You can see aggregated metrics like IngestionInvocationCount, IngestionLatency and IngestionRowCount per data-set in your CloudWatch. For more information see monitoring data in Amazon QuickSight. Let me know if this what you are looking for.

eweb · August 8, 2024, 2:31pm

No it isn’t. We are looking to utilize aws rds performance insights. The unique identifiers in the queries breaks that.

robdhondt · August 8, 2024, 6:26pm

Hi @eweb -

No way to turn this off in QuickSight.

Do you have api / programmatic access? You could use boto3 and python to do this.

https://boto3.amazonaws.com/v1/documentation/api/latest/reference/services/pi.html

Example:

import boto3
import re
from datetime import datetime, timedelta

# Function to strip UUID from QuickSight SQL comments
def strip_uuid_from_query(sql):
    return re.sub(r'/\* QuickSight [0-9a-fA-F-]+ \*/', '', sql)
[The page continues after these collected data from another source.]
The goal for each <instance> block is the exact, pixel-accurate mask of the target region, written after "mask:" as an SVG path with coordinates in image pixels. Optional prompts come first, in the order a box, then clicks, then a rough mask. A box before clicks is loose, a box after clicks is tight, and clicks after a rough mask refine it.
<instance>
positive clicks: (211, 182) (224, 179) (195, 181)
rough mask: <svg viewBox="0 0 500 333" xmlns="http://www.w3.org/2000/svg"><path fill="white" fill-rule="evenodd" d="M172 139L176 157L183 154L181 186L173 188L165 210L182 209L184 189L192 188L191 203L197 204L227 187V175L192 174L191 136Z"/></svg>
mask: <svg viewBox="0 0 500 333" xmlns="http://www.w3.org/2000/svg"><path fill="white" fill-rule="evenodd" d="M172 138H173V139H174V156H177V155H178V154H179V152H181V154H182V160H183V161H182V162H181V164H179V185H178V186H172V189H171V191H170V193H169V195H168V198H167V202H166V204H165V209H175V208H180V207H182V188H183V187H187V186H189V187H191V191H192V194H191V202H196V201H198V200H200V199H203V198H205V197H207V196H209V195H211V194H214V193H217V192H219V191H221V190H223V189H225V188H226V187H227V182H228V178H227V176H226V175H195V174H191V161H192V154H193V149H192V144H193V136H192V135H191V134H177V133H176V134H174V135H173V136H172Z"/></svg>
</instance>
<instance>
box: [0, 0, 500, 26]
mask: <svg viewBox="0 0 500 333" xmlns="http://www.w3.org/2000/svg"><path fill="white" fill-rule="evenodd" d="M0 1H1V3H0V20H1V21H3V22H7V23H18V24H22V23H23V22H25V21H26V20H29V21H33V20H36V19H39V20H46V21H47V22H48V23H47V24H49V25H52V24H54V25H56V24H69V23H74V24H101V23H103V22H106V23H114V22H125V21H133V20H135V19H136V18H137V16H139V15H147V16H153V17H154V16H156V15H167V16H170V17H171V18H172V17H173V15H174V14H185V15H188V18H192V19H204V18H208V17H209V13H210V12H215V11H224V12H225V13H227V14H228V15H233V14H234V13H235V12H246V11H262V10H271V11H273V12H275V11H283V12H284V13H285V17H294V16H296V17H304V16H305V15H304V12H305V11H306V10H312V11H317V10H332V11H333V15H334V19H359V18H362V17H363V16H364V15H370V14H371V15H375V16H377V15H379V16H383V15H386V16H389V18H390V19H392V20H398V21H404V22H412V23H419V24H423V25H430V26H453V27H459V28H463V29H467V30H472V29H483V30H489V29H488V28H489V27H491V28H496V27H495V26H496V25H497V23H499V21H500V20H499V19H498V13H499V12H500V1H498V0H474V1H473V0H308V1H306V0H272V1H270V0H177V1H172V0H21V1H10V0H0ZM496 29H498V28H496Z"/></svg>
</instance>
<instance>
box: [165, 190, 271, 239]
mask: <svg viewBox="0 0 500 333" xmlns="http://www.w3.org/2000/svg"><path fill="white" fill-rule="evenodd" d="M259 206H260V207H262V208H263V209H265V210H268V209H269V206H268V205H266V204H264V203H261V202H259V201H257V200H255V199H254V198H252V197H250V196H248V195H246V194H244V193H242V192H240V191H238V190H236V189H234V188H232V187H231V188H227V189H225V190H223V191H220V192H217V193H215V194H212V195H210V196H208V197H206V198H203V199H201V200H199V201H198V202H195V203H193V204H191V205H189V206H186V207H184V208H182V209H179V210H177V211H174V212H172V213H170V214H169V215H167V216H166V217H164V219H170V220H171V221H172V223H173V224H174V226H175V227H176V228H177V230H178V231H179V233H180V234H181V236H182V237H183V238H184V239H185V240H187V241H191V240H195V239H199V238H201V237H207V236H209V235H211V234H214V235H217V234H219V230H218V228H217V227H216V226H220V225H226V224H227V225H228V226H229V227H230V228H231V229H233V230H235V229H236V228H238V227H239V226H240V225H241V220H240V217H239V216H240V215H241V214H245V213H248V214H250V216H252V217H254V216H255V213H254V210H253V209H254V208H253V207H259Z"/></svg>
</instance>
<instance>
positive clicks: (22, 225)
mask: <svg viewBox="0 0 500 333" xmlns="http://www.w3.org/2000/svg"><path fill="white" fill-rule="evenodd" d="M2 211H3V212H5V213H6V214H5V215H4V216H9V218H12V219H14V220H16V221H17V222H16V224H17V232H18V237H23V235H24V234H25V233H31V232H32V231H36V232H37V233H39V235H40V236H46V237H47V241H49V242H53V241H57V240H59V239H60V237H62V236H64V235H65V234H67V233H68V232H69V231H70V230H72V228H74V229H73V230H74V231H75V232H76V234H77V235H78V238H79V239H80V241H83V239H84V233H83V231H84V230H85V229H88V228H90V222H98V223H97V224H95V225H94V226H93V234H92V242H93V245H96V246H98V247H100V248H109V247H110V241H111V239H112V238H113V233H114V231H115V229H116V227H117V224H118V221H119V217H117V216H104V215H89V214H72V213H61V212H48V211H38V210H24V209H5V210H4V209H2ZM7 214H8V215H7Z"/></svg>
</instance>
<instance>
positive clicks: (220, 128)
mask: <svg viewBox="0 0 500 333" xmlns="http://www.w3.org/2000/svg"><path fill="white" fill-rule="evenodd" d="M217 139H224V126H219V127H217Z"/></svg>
# Initialize a session using Amazon RDS
client = boto3.client('pi')

# Define your parameters
db_identifier = 'your-db-identifier'
start_time = datetime.utcnow() - timedelta(hours=1)
end_time = datetime.utcnow()
period_in_seconds = 60

# Define the metric query
metric_query = {
    "Metric": "db.sql_tokenized.avg",
    "GroupBy": {
        "Group": "db.sql_tokenized.query",
        "Limit": 10
    }
}

# Get the performance insights data
response = client.get_resource_metrics(
    ServiceType='RDS',
    Identifier=db_identifier,
    StartTime=start_time,
    EndTime=end_time,
    PeriodInSeconds=period_in_seconds,
    MetricQueries=[metric_query]
)

# Process the response
aggregated_data = {}
for metric in response['MetricList']:
    for datapoint in metric['DataPoints']:
        query = strip_uuid_from_query(metric['Key']['Dimensions']['db.sql_tokenized.query'])
        timestamp = datapoint['Timestamp']
        value = datapoint['Value']

        if query not in aggregated_data:
            aggregated_data[query] = []
        aggregated_data[query].append((timestamp, value))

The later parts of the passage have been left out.